Why would you get bloodwork done if you are cruising? Would levels not be stable from being on the cruise? :S


----------



## str4nger (Jul 17, 2012)

would love to find a place near me that does it but there isnt one, and the needle exchange dont do it around my way


----------



## PaulB (Jun 6, 2010)

str4nger said:


> would love to find a place near me that does it but there isnt one, and the needle exchange dont do it around my way


Where are you from?

I used these recently,

http://www.medichecks.com/index.cfm?s=2&d=19&thc=9&test=TEST&name=Testosterone


----------



## str4nger (Jul 17, 2012)

PaulB said:


> Where are you from?
> 
> I used these recently,
> 
> http://www.medichecks.com/index.cfm?s=2&d=19&thc=9&test=TEST&name=Testosterone


Thanks Paul

Ill look into it now, I live on the border or se london and kent


----------



## str4nger (Jul 17, 2012)

PaulB said:


> Where are you from?
> 
> I used these recently,
> 
> http://www.medichecks.com/index.cfm?s=2&d=19&thc=9&test=TEST&name=Testosterone


How did you find the service, I like the fact that they send you a pack and you post the sample back, never heard of anyone doing this?


----------



## PaulB (Jun 6, 2010)

str4nger said:


> Thanks Paul
> 
> Ill look into it now, I live on the border or se london and kent


Pity, if you were around Manchester I could have pointed you in the right direction.
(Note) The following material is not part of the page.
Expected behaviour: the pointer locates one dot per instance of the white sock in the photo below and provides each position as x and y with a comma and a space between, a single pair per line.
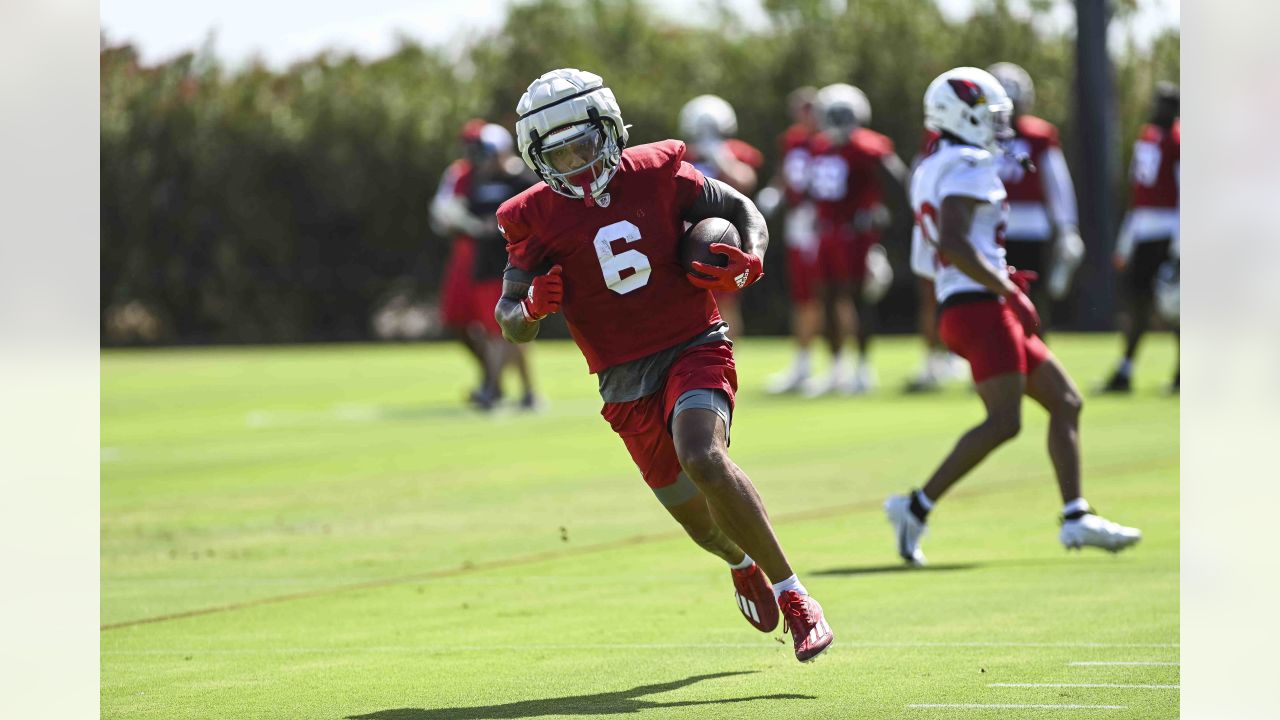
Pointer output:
1078, 505
924, 501
789, 584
There's a place called the pump clinic in the centre of Manchester if anyone else is interested. Google it. They give needles and free blood work, anonymously.


----------



## PaulB (Jun 6, 2010)

str4nger said:


> How did you find the service, I like the fact that they send you a pack and you post the sample back, never heard of anyone doing this?


One of the other guys on here used it. I can't remember his name. The service is very quick. I paid online, next day the package arrived. I sent it on Monday, got result Wednesday morning.


----------



## Guest (Apr 26, 2013)

nunchaku101 said:


> Why would you get bloodwork done if you are cruising? Would levels not be stable from being on the cruise? :S


because a cruise dosage is still usually higher than a TRT dosage -and even on a TRT dosage you are monitored , knowing whether you liver is on the way out thru too many 17aa's or that your blood has turned to soup and is going to give you a stroke /heart attack are pretty important things to know imo  , some ppl dont get any problems with long AAS use and some keel over dead- we are all different , take a gamble or take a look.


----------



## 1manarmy (Apr 22, 2012)

Yeah I've had them done.. Admittedly I've run 3 courses (2 oral 1 pins) and only had one check up


----------



## Big Kris (Aug 25, 2009)

I just go to my doctors to have mine done


----------



## Goose (Jan 29, 2009)

Youd be a fcuking idiot not to.


----------



## BennyC (Mar 18, 2010)

paul xe said:


> I know it might seem daft, but do they test your blood when you donate blood?


Didn't think you were allowed to donate if you have used AAS? at least not supposed to.


----------



## Guest (Jun 3, 2013)

BennyC said:


> Didn't think you were allowed to donate if you have used AAS? at least not supposed to.


if prescribed you can, the rules have more to do with needle usage than AAS use , i.e if you are prescribed TRT and get it injected/monitored at the docs you can, if you self medicate and they have no control over your pinning methods no, you are not supposed too.


----------



## BennyC (Mar 18, 2010)

Seeing my GP on Thursday, I'm not using yet but think I might have test levels on the lower end of the scale. Lately I don't seem to have much libido and I never really have and as of late hard-on's seem to be a bit less frequent than I would like. Sometimes I feel a little down but this is probably more due to my current personal circumstances. I know these factors aren't necessarily linked to low test.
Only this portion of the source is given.